6. In view of the language in Rule 14 that Edison is not liable for interruptions or shortages of electricity caused by circumstances beyond its control, Universal's interpretation of Rule 14 is not reasonable.
7. In order to determine whether Edison satisfied its obligation to use reasonable diligence in delivering power to its customers on June 27, 2000, the Commission must consider all the circumstances, including the existence of market forces beyond Edison's control.
8. In view of the modifications to Edison's interruptible program that occurred in 1998 and the interruption requests that began at the same time, it is not reasonable to conclude that Edison guaranteed that the frequency of interruptions in 2000 would be no greater than when Universal first entered the I-6 program.
9. In order to meet its burden of proof in this case, Universal must prove that (a) Edison could have met its forecast demand in the June 27 day-ahead market by submitting a higher bid that would have been acceptable under the PX's rules, (b) Edison's meeting its forecast demand in the day-ahead market would have obviated the need for a Stage 2 alert, and (c) in view of all the circumstances, Edison acted unreasonably by failing to submit such a higher bid.
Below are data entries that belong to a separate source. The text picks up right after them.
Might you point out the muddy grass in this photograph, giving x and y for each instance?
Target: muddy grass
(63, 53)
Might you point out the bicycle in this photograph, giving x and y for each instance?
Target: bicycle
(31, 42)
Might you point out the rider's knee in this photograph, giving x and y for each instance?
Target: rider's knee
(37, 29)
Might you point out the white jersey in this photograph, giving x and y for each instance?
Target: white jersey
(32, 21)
10. Because the PX's rules in 2000 did not allow Edison to submit a vertical demand bid curve in the day-ahead market, and because Edison's analysis of the peak hour for June 27, 2000 shows that even if such a bid curve had been allowed, it would have elicited no more than 250 MWh of additional supply for Edison, Universal has not proven that Edison could have met its forecast demand in the June 27 day-ahead market by submitting a vertical demand bid curve.
11. Even if Edison had been able to obtain an additional 250 MWh of supply during the peak hour in the June 27, 2000 day-ahead market, such an increase would not have been enough to avert the Stage 2 alert called by the ISO on June 27, since the decision to call a Stage 2 alert is based on the reserves needed to support the ISO's system-wide demand, rather than on the reserves needed to support merely Edison's demand or the real-time market. Accordingly, Edison's scheduling practices in the day-ahead market did not bring about the Stage 2 alert on June 27, 2000.
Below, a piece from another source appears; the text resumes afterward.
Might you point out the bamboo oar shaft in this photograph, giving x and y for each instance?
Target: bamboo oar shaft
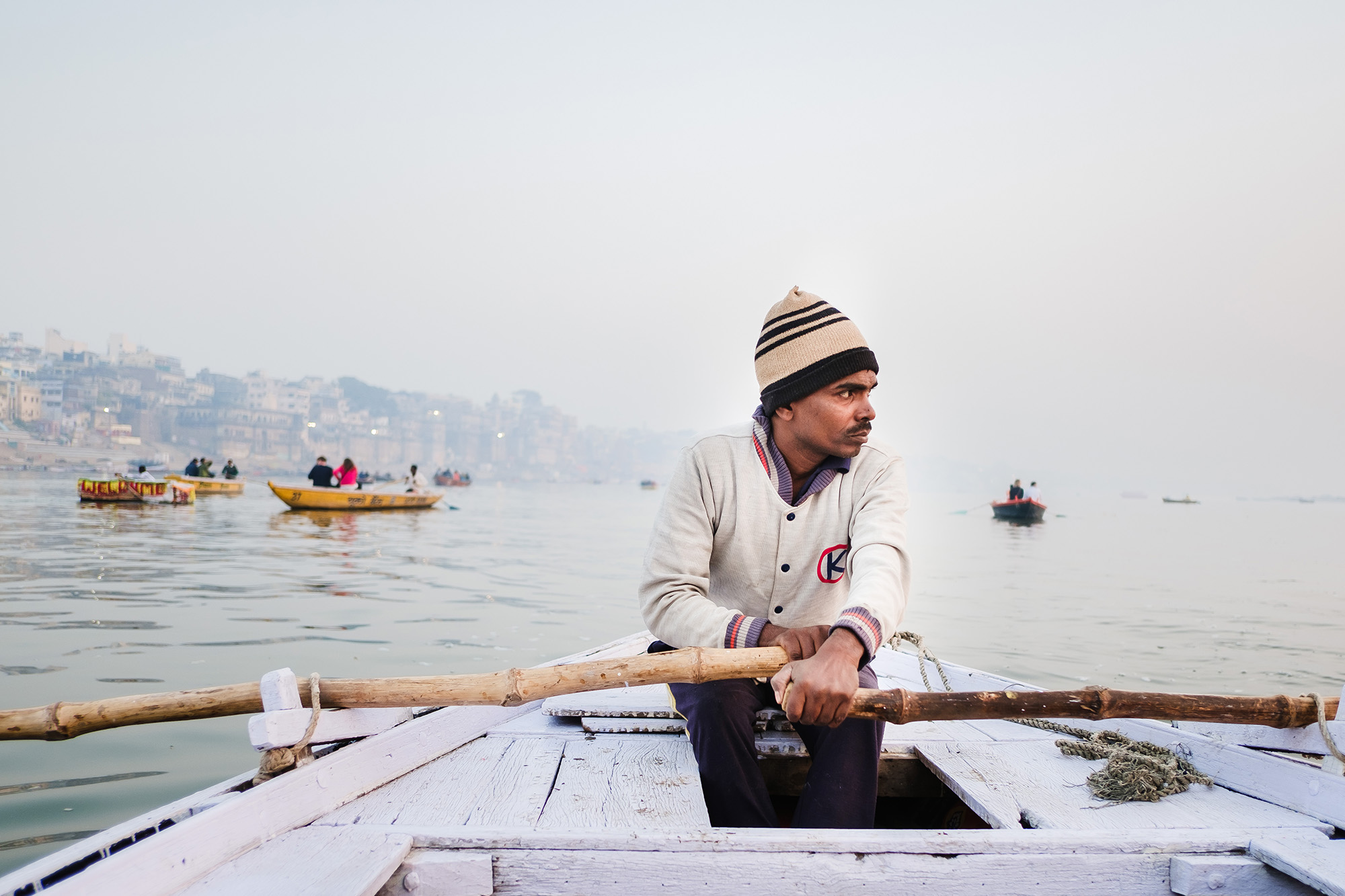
(516, 686)
(900, 706)
(509, 688)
12. The Commission should take official notice of the guilty plea by former Enron executive Timothy Belden and the FERC decision approving a stipulation between its staff and Reliant, as described in the foregoing findings.
13. The Stage 2 alert called by the ISO on June 27, 2000 was due to market circumstances not within Edison's control, including supply withholding.
14. In view of all the circumstances that prevailed on June 27, 2000, Edison exercised reasonable diligence in connection with its power purchases for that day, as required by Rule 14.
15. Universal has failed to meet its burden of proving that Edison has violated any law, rule or order of the Commission, as required by Pub. Util. Code § 1702.
16. Owing to its failure to meet the burden of proof imposed by Pub. Util. Code § 1702, Universal is not entitled to be relieved of the excess energy charge that Edison imposed on Universal due to the latter's failure to curtail down to its FSL when such curtailment was requested on June 27, 2000.
17. The Commission's Fiscal Office should be instructed to pay to Edison the $395,409.60 that Universal has deposited with the Commission, plus accrued interest.
18. Today's order should be made effective immediately.
IT IS ORDERED that:
1. Official notice is taken of the matter specified in Conclusion of Law 12.
2. The complaint filed herein by Universal Studios, Inc. (Universal) is denied.
3. Within 60 days after the effective date of this decision, the Commission's Fiscal Office shall pay to defendant Southern California Edison Company the sum of $395,409.60 that Universal deposited with the Commission in connection with this case, plus any accrued interest.
4. This proceeding is closed.
This order is effective today.
Dated April 28, 2004, at San Francisco, California.